If you are interested in finding out the true capabilities of your Raspberry Pi, especially if you have overclocked (Further Reading: How to overclock your Raspberry Pi?) or modified your Pi, then this tutorial is perfect for you! Raspberry Pi stress test is essentially software that will inform you of the performance capabilities of a CPU (or other pieces of hardware) by subjecting it to conditions beyond regular operation. Stress tests can be done at extreme, oftentimes unrealistic levels and over a prolonged period of time. For example, when beta testing a brand-new CPU before release. On the contrary, the stress testing procedure can also be very controlled and methodical in order to record useful data and then make fine improvements. Without further ado, the steps to run this test should be fairly straightforward and can be done right from the Terminal (command prompt).

Step 1: Raspberry Pi Stress Test Instructions

In this tutorial, we will be going through how you can stress test your Raspberry Pi but before starting, do note that this test is designed specifically for Raspberry Pis using the 64-bit ARM Cortex-A53 processor (e.g. Raspberry Pi 2 & 3 Model B). Therefore, please only run this test if your Raspberry Pi is equipped with that same processor or you may risk permanent damage to the CPU otherwise.

Furthermore, before stress testing your Pi, I would recommend ensuring that it has sufficient cooling to prevent throttling or any heat damage during the initial stages of the test. Similar to regular CPUs, some common methods of cooling (passive and active cooling) include using fans, heat sinks or even water-cooling methods. I have had a positive experience using dual fans that are placed on top of the Broadcom CPU chip and USB Ethernet controller chip via thermal tape/adhesive, allowing my Pi to be overclocked without worrying about overheating or throttling.

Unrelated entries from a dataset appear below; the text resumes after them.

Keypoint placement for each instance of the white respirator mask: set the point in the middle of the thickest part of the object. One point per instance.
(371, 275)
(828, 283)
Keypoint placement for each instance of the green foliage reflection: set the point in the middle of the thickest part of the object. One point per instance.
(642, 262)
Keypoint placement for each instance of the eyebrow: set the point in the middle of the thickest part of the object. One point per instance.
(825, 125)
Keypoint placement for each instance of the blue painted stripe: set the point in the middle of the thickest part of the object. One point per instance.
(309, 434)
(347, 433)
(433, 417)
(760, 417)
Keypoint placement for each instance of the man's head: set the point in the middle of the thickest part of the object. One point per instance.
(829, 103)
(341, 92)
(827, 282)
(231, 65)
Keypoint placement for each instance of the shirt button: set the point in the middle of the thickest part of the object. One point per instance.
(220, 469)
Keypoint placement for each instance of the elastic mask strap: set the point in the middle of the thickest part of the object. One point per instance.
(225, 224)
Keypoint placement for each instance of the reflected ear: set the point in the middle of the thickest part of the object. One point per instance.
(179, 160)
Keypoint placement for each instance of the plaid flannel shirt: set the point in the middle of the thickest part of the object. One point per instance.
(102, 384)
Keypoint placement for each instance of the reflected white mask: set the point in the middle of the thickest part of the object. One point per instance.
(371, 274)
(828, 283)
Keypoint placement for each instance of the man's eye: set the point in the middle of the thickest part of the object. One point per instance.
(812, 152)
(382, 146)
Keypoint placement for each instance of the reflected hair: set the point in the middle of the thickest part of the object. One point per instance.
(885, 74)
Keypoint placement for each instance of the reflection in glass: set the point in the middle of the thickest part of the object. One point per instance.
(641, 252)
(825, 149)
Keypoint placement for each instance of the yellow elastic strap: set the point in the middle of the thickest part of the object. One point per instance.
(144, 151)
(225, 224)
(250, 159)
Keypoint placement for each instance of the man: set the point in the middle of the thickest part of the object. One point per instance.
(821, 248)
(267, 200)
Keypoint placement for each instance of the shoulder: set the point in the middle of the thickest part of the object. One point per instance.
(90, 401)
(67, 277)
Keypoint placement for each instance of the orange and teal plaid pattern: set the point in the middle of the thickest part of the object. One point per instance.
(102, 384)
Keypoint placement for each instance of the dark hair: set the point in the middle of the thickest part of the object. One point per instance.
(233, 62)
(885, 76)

Furthermore, a ceramic heatsink with thermal paste is added directly on top of the Broadcom WiFi/Bluetooth chip at the rear of my Pi for additional cooling. A helpful feature of this specific stress test program is that it displays the core temperature of your Pi at every second, so if you find that there are throttling or overheating issues during the test, it is recommended to halt the test immediately.

Another aspect to keep in mind is that by stress-testing the Raspberry Pi and running it beyond its usual operation limits, you may void the warranty on your Pi.

Step 2: Download the Stress Test Package

Before running the stress test, you need to enter the following command in the built-in terminal of Raspberry Pi to download the stress test package:

sudo apt-get install stress

Step 3: Get Resources

Enter the following command in the Terminal to source the exact stress test for this application as highlighted by the URL included. The wget GNU basically sources for this specific stress test from the World Wide Web (Internet).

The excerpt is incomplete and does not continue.